Rivers' son had scored 25 points on 10-for-13 shooting in the Clippres' 124-99 win over the Houston Rockets in Game 3 of their second-round playoff series. The younger Rivers scored as many points as the entire Rockets' bench combined.
Paul was just giving the elder Rivers permission to let go and celebrate as a father -- but it was to no avail.
After Friday's game when the coach was asked whether he was able to enjoy what his son had accomplished or if he was too focused on the game to take it in, Rivers pointed to the latter.

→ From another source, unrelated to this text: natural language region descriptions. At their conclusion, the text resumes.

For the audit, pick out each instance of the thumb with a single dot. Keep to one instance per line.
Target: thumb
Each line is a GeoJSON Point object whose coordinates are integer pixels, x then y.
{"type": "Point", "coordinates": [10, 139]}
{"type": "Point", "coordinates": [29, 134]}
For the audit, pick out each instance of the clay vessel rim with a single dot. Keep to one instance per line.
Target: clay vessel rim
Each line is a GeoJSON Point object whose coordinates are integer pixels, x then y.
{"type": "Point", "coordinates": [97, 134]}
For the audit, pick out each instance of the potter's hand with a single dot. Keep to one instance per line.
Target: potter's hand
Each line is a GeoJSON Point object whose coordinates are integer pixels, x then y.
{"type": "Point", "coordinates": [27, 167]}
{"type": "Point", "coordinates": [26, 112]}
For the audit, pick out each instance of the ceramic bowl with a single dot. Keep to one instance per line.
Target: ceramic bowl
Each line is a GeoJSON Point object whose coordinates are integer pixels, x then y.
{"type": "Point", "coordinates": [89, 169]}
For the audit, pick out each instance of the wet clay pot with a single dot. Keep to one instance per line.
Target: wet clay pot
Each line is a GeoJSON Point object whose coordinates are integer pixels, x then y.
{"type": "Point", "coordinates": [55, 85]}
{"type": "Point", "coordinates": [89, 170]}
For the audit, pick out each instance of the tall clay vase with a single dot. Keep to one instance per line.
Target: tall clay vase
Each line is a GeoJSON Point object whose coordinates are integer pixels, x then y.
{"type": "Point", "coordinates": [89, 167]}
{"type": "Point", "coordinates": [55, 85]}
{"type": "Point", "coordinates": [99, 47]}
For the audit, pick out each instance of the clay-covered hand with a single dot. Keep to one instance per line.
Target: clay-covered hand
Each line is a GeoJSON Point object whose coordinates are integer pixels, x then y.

"You have to be locked in," the coach said. "I mean, I would love to enjoy it. You enjoy it a little bit, but not really. I mean, I'm so focused on the game. Even when CP said that, it was like white noise to me."
The Riverses were put in an interesting position when the Clippers signed Austin in January. Austin wanted to be seen as one of the guys, not the coach's son. And Doc wanted to be seen as fair and equal.
The two have maintained that the father-son thing hasn't at all interfered with the coach-player thing. If anything, the younger Rivers said it has just reinforced it.
"Our relationship has just kind of always been like that," the younger Rivers said. "It's always been coach-player. That's the way it's always been. He grew up in Boston, I grew up in Orlando. Every time we talk, it's always basketball."
The coach said it was great to watch his son have a strong game, but he would have been happy if any of his players had played so well.
"They're all my sons," the coach said. "I really believe that, if Lester [Hudson] or Matt [Barnes] had done the same thing, I would have been proud because I see all of them do the work."